Yes we are in the same boat with Spectrum, kind of limited but we are looking into a secondary connection. Luckily no real servcies outgoing so thats a plus but we did a few tests with a laptop and did get internet however unable to remote into that PC although it had internet and Spectrum has now said they couldn’t see the laptop connected nor can they see our 6100 so something seems wrong with that modem ethernet port. I guess they had some guy stop by and he was like oh its your firewall, and I’m thinking how do you determine its the firewall looking at the cabling, especially since its ran for 7 months with no outages that were for any amount of time. PS yes its a cable modem.
Ok so I had them plug the network into WAN2 and enabled DHCP and this interface came up but I can’t assign ix2 to WAN and ix3 to WAN2, keeps adding ix3 to both. must be a faulty piece of hardware. And to add to the list Spectrum installed a new modem and installed a router because we now have a static IP so not only am I dealing with an interface that no longer works but now I have to figure out how I get a static ip to work behind a router. Spectrum provided me with the static info but its completely different from the information the techscreen shot for me. WTF. And trying to make changes thru a hotspot phone is brutal, 20 minutes of work has taken almost 3 hours due to lag.
Basically a small diagram of what the setup currently now looks like.
Looks like you may need to make a trip. If you do, I’d bring a pre-configured firewall with me for testing. Do the 6100’s use a card based NIC or soldered to the board?
That Spectrum router is no needed, pfsense should be able to do everything that router is doing. Else you need to put it in bridge mode and pass the IP through to pfsense.

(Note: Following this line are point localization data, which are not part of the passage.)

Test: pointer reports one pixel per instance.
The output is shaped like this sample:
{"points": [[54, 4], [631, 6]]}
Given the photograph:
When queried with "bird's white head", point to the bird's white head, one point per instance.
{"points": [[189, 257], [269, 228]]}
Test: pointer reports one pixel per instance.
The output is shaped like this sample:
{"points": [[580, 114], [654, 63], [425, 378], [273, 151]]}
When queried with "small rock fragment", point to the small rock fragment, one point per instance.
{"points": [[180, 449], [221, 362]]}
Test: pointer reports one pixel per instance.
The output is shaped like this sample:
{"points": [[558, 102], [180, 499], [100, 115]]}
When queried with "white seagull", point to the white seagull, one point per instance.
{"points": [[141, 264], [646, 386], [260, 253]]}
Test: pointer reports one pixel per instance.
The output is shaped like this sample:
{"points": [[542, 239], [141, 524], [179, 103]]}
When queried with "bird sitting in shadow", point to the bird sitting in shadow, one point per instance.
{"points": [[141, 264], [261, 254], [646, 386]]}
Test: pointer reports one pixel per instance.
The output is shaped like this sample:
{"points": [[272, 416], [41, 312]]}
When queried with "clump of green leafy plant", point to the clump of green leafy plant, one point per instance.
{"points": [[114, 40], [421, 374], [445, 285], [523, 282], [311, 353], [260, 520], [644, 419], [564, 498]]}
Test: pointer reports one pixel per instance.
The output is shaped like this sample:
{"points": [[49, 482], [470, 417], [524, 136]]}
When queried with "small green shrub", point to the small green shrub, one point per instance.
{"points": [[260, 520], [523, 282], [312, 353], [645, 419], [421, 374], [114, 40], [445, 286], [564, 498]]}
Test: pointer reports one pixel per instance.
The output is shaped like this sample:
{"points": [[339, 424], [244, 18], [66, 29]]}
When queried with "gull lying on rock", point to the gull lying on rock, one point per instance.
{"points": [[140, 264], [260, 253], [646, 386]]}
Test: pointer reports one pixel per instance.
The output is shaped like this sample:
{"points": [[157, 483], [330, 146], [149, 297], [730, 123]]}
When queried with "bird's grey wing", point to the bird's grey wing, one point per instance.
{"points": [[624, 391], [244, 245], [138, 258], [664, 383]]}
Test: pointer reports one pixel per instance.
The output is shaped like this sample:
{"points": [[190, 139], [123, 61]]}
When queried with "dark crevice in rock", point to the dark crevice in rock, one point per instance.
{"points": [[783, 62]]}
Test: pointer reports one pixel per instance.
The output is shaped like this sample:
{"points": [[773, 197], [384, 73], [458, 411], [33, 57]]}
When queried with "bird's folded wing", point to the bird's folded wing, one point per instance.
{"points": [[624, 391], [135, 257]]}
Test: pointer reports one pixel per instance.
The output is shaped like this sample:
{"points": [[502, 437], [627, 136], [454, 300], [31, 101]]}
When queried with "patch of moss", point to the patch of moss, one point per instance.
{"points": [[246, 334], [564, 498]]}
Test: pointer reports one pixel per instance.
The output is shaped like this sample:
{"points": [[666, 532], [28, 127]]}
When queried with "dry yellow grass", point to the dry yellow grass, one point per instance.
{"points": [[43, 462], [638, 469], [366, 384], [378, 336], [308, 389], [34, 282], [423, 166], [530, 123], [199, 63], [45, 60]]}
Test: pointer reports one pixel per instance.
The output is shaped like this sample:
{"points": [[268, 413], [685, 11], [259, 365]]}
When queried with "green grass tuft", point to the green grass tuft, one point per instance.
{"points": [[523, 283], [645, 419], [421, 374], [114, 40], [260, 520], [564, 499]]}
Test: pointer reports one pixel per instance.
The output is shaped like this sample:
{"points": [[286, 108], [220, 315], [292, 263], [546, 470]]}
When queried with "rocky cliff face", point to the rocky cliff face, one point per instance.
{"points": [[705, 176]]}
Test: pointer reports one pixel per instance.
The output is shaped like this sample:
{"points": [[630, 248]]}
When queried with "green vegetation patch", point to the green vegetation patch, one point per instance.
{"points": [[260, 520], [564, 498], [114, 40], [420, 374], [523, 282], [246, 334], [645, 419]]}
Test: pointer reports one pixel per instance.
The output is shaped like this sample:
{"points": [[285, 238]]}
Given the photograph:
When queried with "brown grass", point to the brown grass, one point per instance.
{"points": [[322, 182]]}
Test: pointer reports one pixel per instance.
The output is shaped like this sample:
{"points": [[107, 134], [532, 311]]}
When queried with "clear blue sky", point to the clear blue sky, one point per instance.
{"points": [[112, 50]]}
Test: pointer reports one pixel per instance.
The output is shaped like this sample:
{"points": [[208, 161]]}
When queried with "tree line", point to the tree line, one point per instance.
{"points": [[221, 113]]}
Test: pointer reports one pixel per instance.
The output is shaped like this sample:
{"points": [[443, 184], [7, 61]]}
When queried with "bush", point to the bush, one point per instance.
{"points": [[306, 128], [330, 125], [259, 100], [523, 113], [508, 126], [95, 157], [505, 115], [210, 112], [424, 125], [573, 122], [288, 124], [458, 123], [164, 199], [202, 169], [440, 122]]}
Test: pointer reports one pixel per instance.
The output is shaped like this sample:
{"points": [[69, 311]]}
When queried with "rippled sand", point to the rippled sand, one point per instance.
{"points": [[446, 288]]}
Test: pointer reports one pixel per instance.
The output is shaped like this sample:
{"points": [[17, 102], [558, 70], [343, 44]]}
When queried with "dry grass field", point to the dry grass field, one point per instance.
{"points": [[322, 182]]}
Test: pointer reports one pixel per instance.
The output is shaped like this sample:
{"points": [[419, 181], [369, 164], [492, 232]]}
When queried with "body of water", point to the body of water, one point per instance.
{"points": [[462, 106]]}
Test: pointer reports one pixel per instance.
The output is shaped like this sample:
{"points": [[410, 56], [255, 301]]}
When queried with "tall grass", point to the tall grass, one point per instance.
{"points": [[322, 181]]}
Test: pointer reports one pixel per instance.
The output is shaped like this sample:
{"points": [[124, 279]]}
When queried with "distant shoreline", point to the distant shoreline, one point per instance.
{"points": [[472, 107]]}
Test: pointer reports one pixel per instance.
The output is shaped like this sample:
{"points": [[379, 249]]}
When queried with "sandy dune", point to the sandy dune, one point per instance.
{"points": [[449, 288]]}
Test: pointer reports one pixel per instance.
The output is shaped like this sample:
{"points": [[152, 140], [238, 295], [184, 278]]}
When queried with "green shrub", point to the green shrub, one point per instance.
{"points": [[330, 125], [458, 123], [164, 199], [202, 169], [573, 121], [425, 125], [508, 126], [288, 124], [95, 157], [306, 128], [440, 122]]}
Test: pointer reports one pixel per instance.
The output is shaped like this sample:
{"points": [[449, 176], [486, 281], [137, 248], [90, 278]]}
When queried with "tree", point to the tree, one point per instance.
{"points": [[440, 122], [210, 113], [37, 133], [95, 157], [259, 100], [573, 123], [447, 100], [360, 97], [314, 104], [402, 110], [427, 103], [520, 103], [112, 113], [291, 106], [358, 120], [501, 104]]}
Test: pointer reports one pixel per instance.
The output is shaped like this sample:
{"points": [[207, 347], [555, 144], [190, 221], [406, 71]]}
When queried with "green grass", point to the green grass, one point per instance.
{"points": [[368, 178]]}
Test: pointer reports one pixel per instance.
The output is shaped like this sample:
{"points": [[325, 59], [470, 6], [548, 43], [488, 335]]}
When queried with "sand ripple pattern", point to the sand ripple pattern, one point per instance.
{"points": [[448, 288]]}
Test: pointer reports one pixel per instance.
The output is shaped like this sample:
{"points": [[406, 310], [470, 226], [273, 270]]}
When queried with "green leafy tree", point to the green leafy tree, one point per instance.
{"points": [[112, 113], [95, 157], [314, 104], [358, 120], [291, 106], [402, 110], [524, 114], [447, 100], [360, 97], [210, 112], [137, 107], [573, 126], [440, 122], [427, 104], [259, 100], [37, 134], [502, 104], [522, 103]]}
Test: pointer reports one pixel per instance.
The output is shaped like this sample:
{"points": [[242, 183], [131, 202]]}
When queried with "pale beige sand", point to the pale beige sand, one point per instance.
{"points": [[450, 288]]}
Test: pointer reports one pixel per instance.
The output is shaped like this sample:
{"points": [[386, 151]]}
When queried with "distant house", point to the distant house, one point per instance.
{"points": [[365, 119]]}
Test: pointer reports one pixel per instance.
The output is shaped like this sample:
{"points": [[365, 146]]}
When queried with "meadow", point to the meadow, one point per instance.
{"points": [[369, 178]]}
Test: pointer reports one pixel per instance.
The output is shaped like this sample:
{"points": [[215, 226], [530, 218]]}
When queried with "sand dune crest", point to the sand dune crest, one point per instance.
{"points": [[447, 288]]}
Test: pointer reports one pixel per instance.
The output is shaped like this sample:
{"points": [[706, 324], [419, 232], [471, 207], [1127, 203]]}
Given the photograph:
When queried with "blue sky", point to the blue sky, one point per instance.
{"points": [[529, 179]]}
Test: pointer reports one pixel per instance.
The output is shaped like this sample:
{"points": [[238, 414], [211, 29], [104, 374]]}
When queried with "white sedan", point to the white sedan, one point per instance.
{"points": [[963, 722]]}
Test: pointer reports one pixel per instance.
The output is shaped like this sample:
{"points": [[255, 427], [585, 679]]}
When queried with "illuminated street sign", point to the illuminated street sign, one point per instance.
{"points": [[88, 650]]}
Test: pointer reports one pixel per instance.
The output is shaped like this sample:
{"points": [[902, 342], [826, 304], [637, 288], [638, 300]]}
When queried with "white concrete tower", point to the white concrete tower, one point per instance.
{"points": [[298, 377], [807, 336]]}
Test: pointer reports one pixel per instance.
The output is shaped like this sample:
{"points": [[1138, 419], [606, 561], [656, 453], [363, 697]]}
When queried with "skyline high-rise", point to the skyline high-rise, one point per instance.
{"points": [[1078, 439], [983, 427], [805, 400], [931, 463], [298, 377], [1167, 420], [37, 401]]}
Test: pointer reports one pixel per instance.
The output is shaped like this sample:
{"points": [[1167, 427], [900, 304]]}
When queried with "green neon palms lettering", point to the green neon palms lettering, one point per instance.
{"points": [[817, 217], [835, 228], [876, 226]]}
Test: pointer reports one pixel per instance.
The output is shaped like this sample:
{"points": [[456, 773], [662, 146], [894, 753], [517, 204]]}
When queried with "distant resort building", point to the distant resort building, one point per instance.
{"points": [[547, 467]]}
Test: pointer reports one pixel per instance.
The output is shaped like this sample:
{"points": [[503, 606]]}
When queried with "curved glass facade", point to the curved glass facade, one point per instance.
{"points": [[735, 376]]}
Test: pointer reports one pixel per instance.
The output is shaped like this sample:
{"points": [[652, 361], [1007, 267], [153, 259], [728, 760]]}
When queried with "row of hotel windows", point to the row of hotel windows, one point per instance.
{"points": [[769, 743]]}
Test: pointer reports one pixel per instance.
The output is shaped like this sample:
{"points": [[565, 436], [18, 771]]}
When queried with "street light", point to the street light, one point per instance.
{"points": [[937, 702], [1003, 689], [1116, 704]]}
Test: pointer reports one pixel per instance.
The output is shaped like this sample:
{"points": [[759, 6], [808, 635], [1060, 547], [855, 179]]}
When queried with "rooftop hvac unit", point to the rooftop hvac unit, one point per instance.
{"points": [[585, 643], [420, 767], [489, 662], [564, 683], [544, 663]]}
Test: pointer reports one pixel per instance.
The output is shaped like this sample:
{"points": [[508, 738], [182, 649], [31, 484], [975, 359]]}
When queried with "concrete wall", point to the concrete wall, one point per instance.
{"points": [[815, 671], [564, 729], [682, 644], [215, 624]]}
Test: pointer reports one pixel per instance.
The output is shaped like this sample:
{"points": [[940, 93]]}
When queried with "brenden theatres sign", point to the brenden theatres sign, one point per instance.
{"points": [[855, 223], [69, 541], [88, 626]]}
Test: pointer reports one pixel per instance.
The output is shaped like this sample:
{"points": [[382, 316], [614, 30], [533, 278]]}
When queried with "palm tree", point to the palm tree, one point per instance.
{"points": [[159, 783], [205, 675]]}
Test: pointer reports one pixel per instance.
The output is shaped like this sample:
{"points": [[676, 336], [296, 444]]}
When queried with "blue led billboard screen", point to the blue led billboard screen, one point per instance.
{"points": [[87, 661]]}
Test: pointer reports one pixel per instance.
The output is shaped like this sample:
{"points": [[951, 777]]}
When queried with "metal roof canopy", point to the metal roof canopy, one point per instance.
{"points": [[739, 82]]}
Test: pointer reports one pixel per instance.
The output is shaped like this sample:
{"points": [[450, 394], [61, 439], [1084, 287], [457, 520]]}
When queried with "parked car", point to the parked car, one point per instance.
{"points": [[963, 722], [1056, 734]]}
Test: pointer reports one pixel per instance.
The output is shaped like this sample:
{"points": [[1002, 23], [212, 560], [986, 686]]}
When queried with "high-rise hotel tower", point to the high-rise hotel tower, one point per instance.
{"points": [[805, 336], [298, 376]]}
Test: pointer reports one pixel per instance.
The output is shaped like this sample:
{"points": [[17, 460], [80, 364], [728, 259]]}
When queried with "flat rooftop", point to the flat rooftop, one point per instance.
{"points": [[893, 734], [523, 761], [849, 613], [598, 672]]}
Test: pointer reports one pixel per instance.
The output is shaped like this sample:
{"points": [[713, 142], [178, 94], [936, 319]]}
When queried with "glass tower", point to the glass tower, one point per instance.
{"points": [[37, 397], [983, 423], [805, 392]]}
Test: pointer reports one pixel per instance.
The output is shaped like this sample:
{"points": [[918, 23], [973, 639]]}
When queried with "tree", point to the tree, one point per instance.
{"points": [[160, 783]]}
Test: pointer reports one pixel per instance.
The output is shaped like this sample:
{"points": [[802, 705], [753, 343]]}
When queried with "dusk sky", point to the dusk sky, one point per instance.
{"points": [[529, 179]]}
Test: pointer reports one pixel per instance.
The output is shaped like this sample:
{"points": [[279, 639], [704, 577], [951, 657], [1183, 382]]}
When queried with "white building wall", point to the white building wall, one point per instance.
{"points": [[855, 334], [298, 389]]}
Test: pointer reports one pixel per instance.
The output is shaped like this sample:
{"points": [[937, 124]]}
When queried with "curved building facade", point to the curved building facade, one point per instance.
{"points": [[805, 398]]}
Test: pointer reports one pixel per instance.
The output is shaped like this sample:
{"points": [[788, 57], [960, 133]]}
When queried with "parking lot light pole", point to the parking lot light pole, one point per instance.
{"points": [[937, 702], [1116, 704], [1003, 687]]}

I ended up just bringing up WAN2 on ix2, configured our static IP information and have all their services back and running. I did however put in a support ticket to Netgate because it may very well be a hardware issue going on. I tried simply to assign ix2 to WAN but it kept failing to apply, gave up and just added my WAN rules and off to the races, hopefully I didnt miss anything in change.
So far I have run into one problem and that is staff are having frequesnt VPN issues now when connecting back and I know its because of this Spectrum router that was put in place, pretty surte we are now double natting, any suggestions?
Investigate that modem and see if you can remove the Spectrum router, I’m guessing that you can make all the settings needed in your pfsense to replace that router.
sorry I am new to this FORUM! I love the Videos. But my question is I am having an issue with my ISP router/firewall both in one and they have me using a dynamic IP how would I setup pfsense to use my ISP dynamic IP? or do I have to get a static from my ISP so that pfsense get online?
You first need to set the isp router into bridge mode. Pfsense will then pick up the dhcp wan address.
I did this but it sits at 0.0.0.0 idk why would have anything to do with the switch that is not really setup its just in default???
Once again I am in the same boat, so yesterday around 3pm their internet dropped. I did see that Spectrum was down in parts of Texas so chaulked it up to once again their system. Here we are the next day, their system has not recovered so just waiting for the staff to get into the office to help me troubleshoot, with me in Canada and their office in Texas its going to be another stressful day trying to figure out whats wrong now with either pfsense or the ISP hardware on site. 4 months ago, similar issues.